In November, Sara Stovall was grappling with a health insurance premium that had skyrocketed from $940 a month to $3,000 for her family of four in the Charlottesville market, which found itself with the highest rates in the country.

Now Stovall says she has a better idea of why this area’s rates are so high. She believes Optima Health—the area’s only individual policy provider—used a factor in calculating health insurance premiums that the U.S. Department of Health and Human Services forbids—and she says its incoming CEO admitted as much in a December 14 meeting.

Stovall and fellow Charlottesville resident Ian Dixon met with Optima CEO Michael Dudley and his successor, Dennis Mathias.
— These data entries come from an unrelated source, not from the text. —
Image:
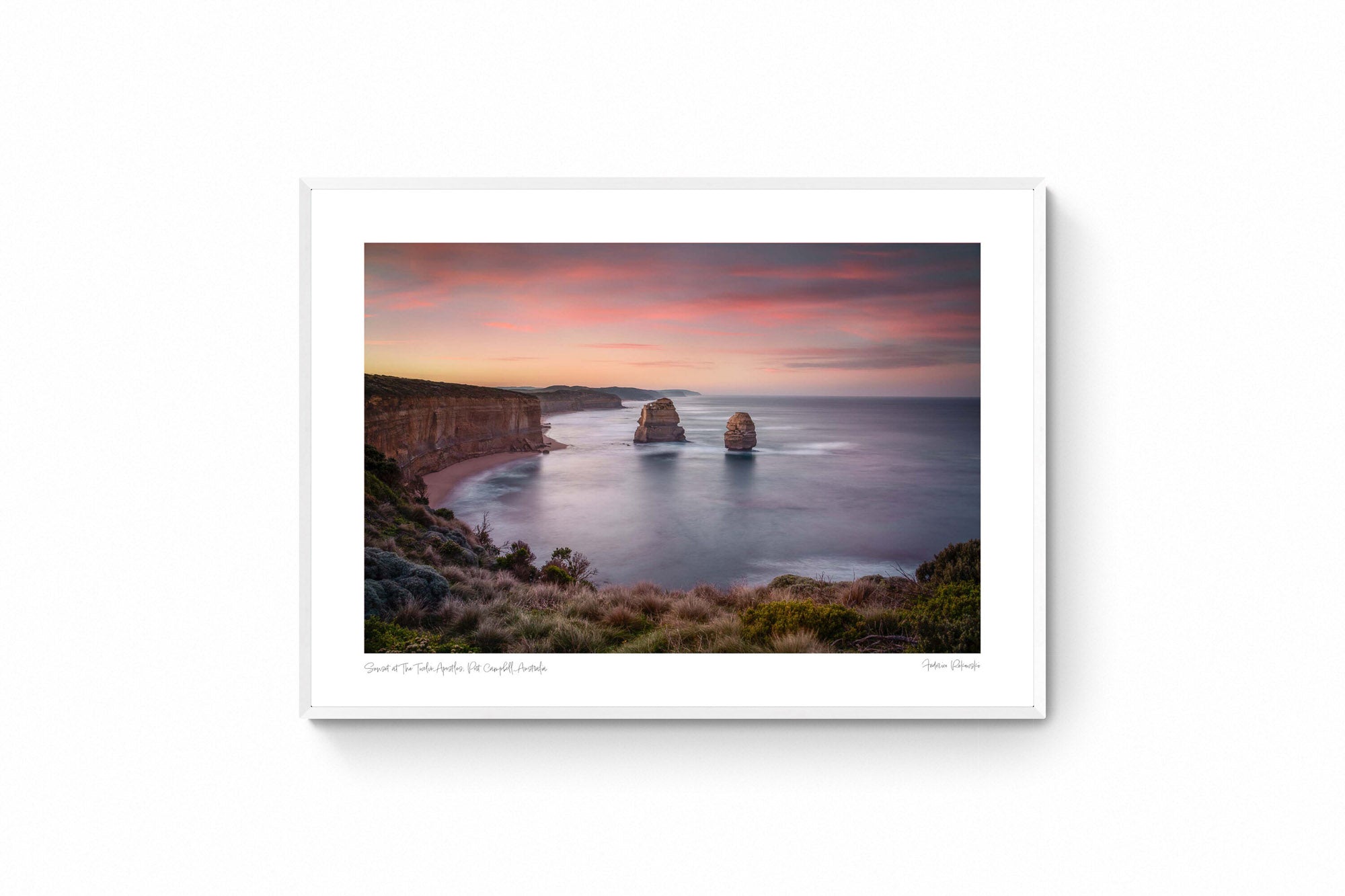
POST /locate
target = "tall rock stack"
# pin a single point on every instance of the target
(740, 434)
(660, 423)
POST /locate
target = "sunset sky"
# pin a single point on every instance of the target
(804, 319)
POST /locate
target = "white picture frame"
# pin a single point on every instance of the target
(337, 214)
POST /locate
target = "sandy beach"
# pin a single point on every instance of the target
(440, 485)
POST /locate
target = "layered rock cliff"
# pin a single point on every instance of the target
(740, 435)
(566, 399)
(428, 425)
(660, 423)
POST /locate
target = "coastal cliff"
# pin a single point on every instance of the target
(428, 425)
(566, 399)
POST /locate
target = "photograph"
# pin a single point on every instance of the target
(649, 448)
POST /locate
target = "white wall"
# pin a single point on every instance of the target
(150, 256)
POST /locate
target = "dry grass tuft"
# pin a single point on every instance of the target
(801, 642)
(861, 592)
(693, 608)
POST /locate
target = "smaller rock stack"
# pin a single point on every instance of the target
(660, 423)
(740, 434)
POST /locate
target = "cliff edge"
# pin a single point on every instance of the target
(428, 425)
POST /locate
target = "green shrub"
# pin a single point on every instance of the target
(379, 490)
(518, 561)
(391, 638)
(956, 563)
(800, 583)
(383, 467)
(556, 575)
(949, 622)
(828, 622)
(579, 567)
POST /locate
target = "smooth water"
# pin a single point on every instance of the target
(837, 487)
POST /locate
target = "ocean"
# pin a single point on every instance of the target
(837, 489)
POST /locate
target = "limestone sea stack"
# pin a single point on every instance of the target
(660, 423)
(740, 434)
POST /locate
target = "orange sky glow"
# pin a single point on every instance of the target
(792, 319)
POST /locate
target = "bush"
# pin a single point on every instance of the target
(556, 575)
(797, 583)
(828, 622)
(380, 490)
(956, 563)
(579, 567)
(391, 638)
(383, 467)
(949, 622)
(518, 561)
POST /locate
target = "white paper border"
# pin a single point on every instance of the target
(1007, 217)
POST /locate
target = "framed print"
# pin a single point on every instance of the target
(673, 448)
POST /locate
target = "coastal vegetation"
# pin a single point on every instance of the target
(438, 584)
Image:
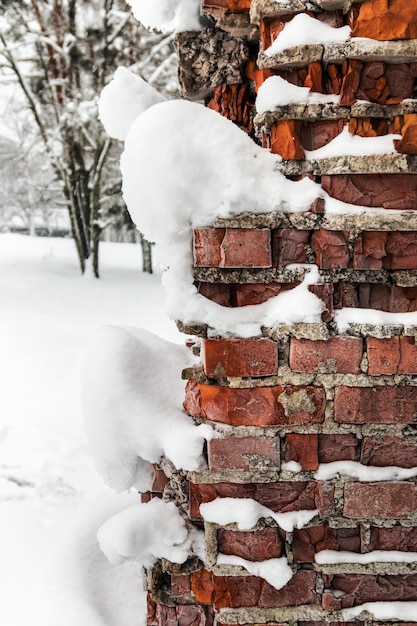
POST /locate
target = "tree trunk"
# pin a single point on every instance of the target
(146, 254)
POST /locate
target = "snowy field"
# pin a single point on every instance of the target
(51, 499)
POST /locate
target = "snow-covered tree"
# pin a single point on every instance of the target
(62, 53)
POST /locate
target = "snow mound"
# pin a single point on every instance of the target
(184, 164)
(145, 532)
(304, 30)
(167, 15)
(132, 397)
(123, 99)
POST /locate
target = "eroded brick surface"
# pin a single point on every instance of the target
(258, 545)
(244, 453)
(396, 500)
(240, 357)
(340, 355)
(379, 405)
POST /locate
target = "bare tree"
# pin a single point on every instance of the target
(62, 53)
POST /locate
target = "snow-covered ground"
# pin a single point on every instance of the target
(51, 498)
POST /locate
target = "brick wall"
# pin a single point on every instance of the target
(306, 394)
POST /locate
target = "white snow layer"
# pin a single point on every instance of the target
(331, 557)
(346, 144)
(132, 398)
(276, 572)
(145, 532)
(245, 512)
(167, 15)
(275, 91)
(303, 30)
(127, 93)
(327, 471)
(384, 610)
It was there that in explaining why Charlottesville’s rates are so high, according to Stovall and Dixon, Mathias said, “The morbidity of the people buying in this marketplace is higher than other parts of the state.”
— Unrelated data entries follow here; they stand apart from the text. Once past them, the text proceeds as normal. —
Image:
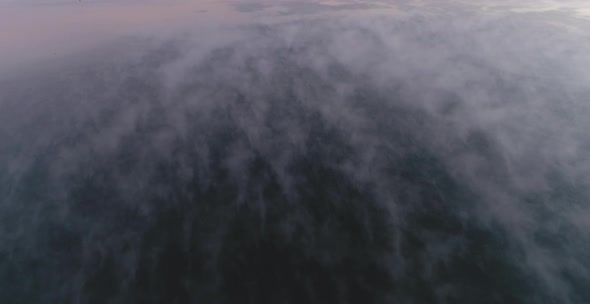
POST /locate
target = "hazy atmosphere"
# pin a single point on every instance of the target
(294, 152)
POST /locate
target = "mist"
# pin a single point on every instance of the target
(309, 152)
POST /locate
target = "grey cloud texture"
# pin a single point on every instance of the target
(413, 158)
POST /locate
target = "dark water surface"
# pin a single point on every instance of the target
(405, 160)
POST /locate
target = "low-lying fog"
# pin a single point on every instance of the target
(294, 152)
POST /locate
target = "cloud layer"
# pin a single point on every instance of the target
(417, 159)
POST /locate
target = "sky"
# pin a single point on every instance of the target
(405, 151)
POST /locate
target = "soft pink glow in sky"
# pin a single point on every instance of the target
(31, 31)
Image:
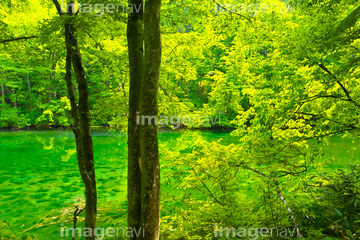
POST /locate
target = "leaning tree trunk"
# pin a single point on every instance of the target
(135, 49)
(150, 182)
(81, 125)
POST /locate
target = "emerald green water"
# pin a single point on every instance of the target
(39, 176)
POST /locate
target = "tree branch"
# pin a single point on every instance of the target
(234, 12)
(16, 39)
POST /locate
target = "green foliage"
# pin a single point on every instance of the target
(9, 117)
(337, 201)
(6, 233)
(55, 113)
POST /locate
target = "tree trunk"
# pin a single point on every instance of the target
(135, 50)
(86, 139)
(81, 125)
(3, 93)
(150, 182)
(28, 81)
(52, 76)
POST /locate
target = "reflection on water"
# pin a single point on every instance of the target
(38, 170)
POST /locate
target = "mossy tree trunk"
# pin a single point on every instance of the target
(81, 121)
(150, 184)
(143, 158)
(135, 49)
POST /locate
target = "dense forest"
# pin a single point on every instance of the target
(179, 119)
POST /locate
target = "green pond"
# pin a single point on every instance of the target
(39, 175)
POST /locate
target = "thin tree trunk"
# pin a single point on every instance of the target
(28, 81)
(13, 92)
(150, 182)
(86, 139)
(81, 128)
(135, 49)
(3, 93)
(52, 75)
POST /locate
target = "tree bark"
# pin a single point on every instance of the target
(81, 125)
(150, 182)
(135, 50)
(3, 94)
(29, 87)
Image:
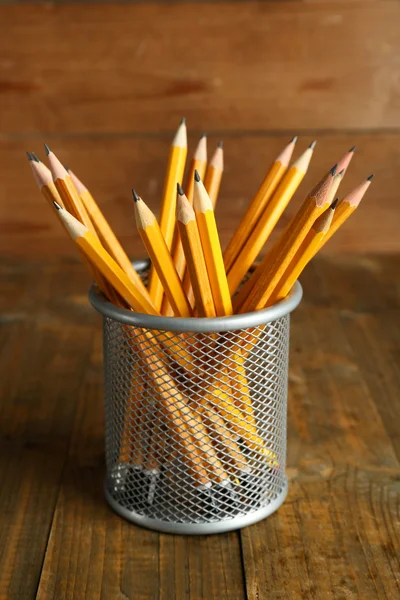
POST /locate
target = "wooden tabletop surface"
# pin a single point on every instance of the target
(105, 85)
(336, 536)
The two say Dudley further explained that morbidity is “how sick people are.”

And that’s a big no-no in HHS’ 2018 Unified Rate Review Instructions: “Geographic factors may not reflect differences in morbidity by region.”
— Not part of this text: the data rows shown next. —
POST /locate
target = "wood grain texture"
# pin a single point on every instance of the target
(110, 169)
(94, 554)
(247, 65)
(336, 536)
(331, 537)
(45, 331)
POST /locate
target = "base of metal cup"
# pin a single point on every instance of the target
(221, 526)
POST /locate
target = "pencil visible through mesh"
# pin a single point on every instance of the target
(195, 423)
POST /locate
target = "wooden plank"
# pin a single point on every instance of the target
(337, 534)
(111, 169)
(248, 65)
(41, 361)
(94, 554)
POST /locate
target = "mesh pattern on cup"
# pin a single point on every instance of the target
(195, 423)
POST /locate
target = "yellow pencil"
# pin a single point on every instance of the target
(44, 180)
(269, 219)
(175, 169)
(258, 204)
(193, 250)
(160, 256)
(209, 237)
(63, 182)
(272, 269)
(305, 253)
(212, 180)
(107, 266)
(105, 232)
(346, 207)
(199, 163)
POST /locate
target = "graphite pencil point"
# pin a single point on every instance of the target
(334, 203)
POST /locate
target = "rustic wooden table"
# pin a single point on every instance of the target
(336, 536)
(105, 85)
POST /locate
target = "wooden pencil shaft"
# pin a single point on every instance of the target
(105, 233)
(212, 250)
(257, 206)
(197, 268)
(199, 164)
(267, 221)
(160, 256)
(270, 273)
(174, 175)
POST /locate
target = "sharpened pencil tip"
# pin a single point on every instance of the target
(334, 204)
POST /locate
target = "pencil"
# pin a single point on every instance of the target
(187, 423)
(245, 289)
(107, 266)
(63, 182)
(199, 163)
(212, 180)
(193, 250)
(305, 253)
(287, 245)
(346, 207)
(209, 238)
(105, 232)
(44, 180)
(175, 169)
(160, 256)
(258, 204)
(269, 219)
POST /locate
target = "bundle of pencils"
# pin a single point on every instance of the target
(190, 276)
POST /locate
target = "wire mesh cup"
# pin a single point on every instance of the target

To Dixon and Stovall, inclusion of morbidity as a factor would explain why a Charlottesvillian would pay 68 percent more for a bronze health plan than someone in the Hampton Roads area.

They point out that Optima’s filings use an area rating factor for Charlottesville that’s 58 percent higher than Hampton Roads—but they say Anthem’s area rating for Charlottesville was lower than Hampton Roads. “There’s no history of our area being rated this high,” says Dixon.

Another factor they question is the difference between Optima’s individual policy rates and the small group rates it offers businesses. In Charlottesville, the small group rate is significantly lower than an individual plan, despite both using the same providers and the same provider reimbursement rates, says Dixon.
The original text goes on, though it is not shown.